У Сашка что-то с сердцем — какой-то там синдром, названия которого я никогда не помню. «Ничего страшного, просто сердцебиения». Когда-то ей сказали, что может быть, понадобится операция, если сердцебиения будут надоедать.

Синдром у Сашка с самого детства — поэтому губы у нее часто совсем голубые, как будто их в шутку вымазали акварельными красками.

Мне всегда было интересно — как это, сердцебиение? Чтоб надоедало?

«Ну это как будто у тебя внутри заперли придурочную птицу и она бьется там, а вылезти не может», — сказала Сашок однажды без тени улыбки.

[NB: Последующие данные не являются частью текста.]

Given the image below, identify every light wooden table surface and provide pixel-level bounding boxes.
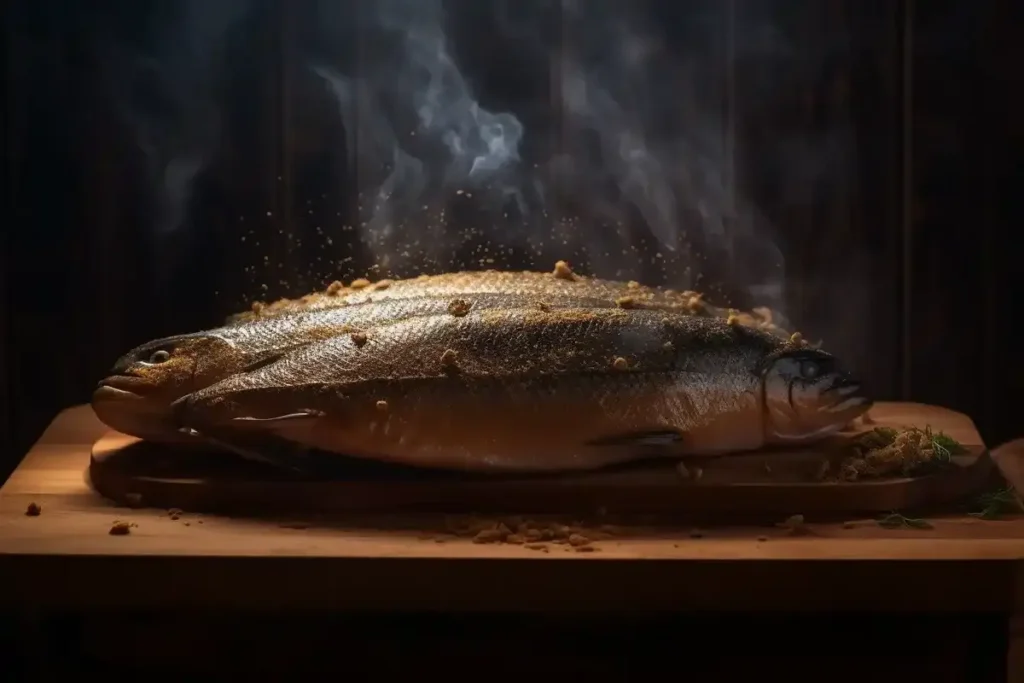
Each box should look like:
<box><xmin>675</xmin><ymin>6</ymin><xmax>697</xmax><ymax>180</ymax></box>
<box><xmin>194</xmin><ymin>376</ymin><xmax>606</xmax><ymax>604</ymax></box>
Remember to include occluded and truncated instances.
<box><xmin>0</xmin><ymin>407</ymin><xmax>1024</xmax><ymax>681</ymax></box>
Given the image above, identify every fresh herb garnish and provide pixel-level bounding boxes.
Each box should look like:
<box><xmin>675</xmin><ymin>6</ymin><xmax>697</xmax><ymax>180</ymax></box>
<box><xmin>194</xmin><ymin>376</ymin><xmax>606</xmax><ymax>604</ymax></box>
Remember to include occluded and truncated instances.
<box><xmin>969</xmin><ymin>486</ymin><xmax>1024</xmax><ymax>519</ymax></box>
<box><xmin>879</xmin><ymin>512</ymin><xmax>932</xmax><ymax>528</ymax></box>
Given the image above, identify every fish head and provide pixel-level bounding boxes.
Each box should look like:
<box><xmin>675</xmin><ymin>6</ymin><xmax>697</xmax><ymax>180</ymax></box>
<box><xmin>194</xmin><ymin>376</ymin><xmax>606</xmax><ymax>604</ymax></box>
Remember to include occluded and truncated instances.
<box><xmin>764</xmin><ymin>347</ymin><xmax>871</xmax><ymax>443</ymax></box>
<box><xmin>92</xmin><ymin>333</ymin><xmax>245</xmax><ymax>441</ymax></box>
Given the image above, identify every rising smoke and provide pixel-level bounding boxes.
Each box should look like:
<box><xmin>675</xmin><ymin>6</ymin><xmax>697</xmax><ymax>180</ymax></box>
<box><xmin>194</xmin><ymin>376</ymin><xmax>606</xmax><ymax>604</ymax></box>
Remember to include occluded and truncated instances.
<box><xmin>312</xmin><ymin>0</ymin><xmax>782</xmax><ymax>315</ymax></box>
<box><xmin>116</xmin><ymin>0</ymin><xmax>860</xmax><ymax>321</ymax></box>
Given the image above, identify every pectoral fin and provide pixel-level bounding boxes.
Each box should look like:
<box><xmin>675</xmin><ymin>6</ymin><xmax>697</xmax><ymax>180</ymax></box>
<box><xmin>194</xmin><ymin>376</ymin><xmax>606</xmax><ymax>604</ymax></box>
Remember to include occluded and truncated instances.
<box><xmin>588</xmin><ymin>429</ymin><xmax>684</xmax><ymax>449</ymax></box>
<box><xmin>229</xmin><ymin>410</ymin><xmax>324</xmax><ymax>428</ymax></box>
<box><xmin>180</xmin><ymin>427</ymin><xmax>308</xmax><ymax>474</ymax></box>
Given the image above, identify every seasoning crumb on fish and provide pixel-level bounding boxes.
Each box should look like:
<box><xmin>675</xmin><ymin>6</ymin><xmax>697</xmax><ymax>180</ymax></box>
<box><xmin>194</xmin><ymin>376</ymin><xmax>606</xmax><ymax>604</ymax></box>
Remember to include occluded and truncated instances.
<box><xmin>568</xmin><ymin>533</ymin><xmax>590</xmax><ymax>547</ymax></box>
<box><xmin>814</xmin><ymin>460</ymin><xmax>831</xmax><ymax>481</ymax></box>
<box><xmin>551</xmin><ymin>261</ymin><xmax>575</xmax><ymax>280</ymax></box>
<box><xmin>110</xmin><ymin>521</ymin><xmax>132</xmax><ymax>536</ymax></box>
<box><xmin>615</xmin><ymin>297</ymin><xmax>638</xmax><ymax>308</ymax></box>
<box><xmin>449</xmin><ymin>299</ymin><xmax>473</xmax><ymax>317</ymax></box>
<box><xmin>676</xmin><ymin>462</ymin><xmax>690</xmax><ymax>479</ymax></box>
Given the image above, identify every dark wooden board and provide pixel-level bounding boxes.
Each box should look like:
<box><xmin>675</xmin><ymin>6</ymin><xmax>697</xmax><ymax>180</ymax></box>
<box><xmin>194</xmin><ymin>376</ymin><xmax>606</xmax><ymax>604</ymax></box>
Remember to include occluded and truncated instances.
<box><xmin>89</xmin><ymin>402</ymin><xmax>991</xmax><ymax>517</ymax></box>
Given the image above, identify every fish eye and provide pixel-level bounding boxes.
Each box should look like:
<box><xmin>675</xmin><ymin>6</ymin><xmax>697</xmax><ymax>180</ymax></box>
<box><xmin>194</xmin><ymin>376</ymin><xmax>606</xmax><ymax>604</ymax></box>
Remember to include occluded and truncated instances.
<box><xmin>800</xmin><ymin>360</ymin><xmax>821</xmax><ymax>380</ymax></box>
<box><xmin>147</xmin><ymin>349</ymin><xmax>171</xmax><ymax>365</ymax></box>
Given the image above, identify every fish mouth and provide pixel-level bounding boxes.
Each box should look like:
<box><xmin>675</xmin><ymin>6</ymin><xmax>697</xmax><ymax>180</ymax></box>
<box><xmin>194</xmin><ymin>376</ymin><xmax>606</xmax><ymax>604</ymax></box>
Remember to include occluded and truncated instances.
<box><xmin>825</xmin><ymin>377</ymin><xmax>874</xmax><ymax>420</ymax></box>
<box><xmin>92</xmin><ymin>377</ymin><xmax>177</xmax><ymax>441</ymax></box>
<box><xmin>93</xmin><ymin>375</ymin><xmax>143</xmax><ymax>399</ymax></box>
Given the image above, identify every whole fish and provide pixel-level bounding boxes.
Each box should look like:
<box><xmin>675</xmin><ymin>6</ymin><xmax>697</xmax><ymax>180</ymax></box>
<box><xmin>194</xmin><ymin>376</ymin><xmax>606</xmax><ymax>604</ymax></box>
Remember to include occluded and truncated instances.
<box><xmin>234</xmin><ymin>261</ymin><xmax>790</xmax><ymax>337</ymax></box>
<box><xmin>92</xmin><ymin>291</ymin><xmax>614</xmax><ymax>441</ymax></box>
<box><xmin>175</xmin><ymin>308</ymin><xmax>870</xmax><ymax>473</ymax></box>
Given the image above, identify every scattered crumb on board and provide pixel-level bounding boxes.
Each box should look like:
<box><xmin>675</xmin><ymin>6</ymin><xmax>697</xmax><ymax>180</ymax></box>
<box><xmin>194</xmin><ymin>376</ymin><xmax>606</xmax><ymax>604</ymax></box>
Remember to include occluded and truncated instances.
<box><xmin>109</xmin><ymin>519</ymin><xmax>135</xmax><ymax>536</ymax></box>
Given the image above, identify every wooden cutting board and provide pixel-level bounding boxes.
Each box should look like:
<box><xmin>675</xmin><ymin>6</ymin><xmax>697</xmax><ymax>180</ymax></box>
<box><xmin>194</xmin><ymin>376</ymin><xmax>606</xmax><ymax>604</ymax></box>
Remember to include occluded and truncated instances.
<box><xmin>89</xmin><ymin>402</ymin><xmax>992</xmax><ymax>520</ymax></box>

Мне всегда казалось, что операции — это очень страшно. Я никогда не лежал в больнице — будто бы, как Шут, был сделан не из того же, из чего все люди.

Только вот Сашок другое дело, она не я, она бесстрашная. Или, может быть, просто делает вид, что бесстрашная.

— Они мне говорят, что операция безопасная, ничего серьезного. Но я почему-то думаю, что все это неправда.

Она посмотрела на меня — быстро, будто не хотела, чтобы я увидел ее глаза.

— Я боюсь наркоза. Вечером лежу в постели и думаю — а вдруг я завтра не проснусь. Не хочу тогда засыпать, ну стараюсь не закрыть глаза, пока можно терпеть. А потом — раз — не хочу, а засыпаю. И на следующий вечер все снова.

Я не знал, что сказать. Если Сашок призналась, что ей страшно, значит ей оченьстрашно. И поэтому просто, чтоб порадовать ее, выпалил:

— Представляешь, «Хрустальный башмачок» скоро спишут — любую куклу можно будет себе забрать.

Я думал, она заберет Золушку — или, к примеру, Королеву, они такие красивые, что иногда тянет зажмурить глаза, потому что те не выдерживают этой красоты.

Но ведь это Сашок.

Глаза ее заблестели. Ну конечно — я и правда дурак набитый.

— Значит, можно попросить себе Шута! — выпалила Сашок. — Это не глупые девчоночьи куколки, — подумав, сказала она так, словно продолжала с кем-то спорить, — такое и на день рождения попросить можно.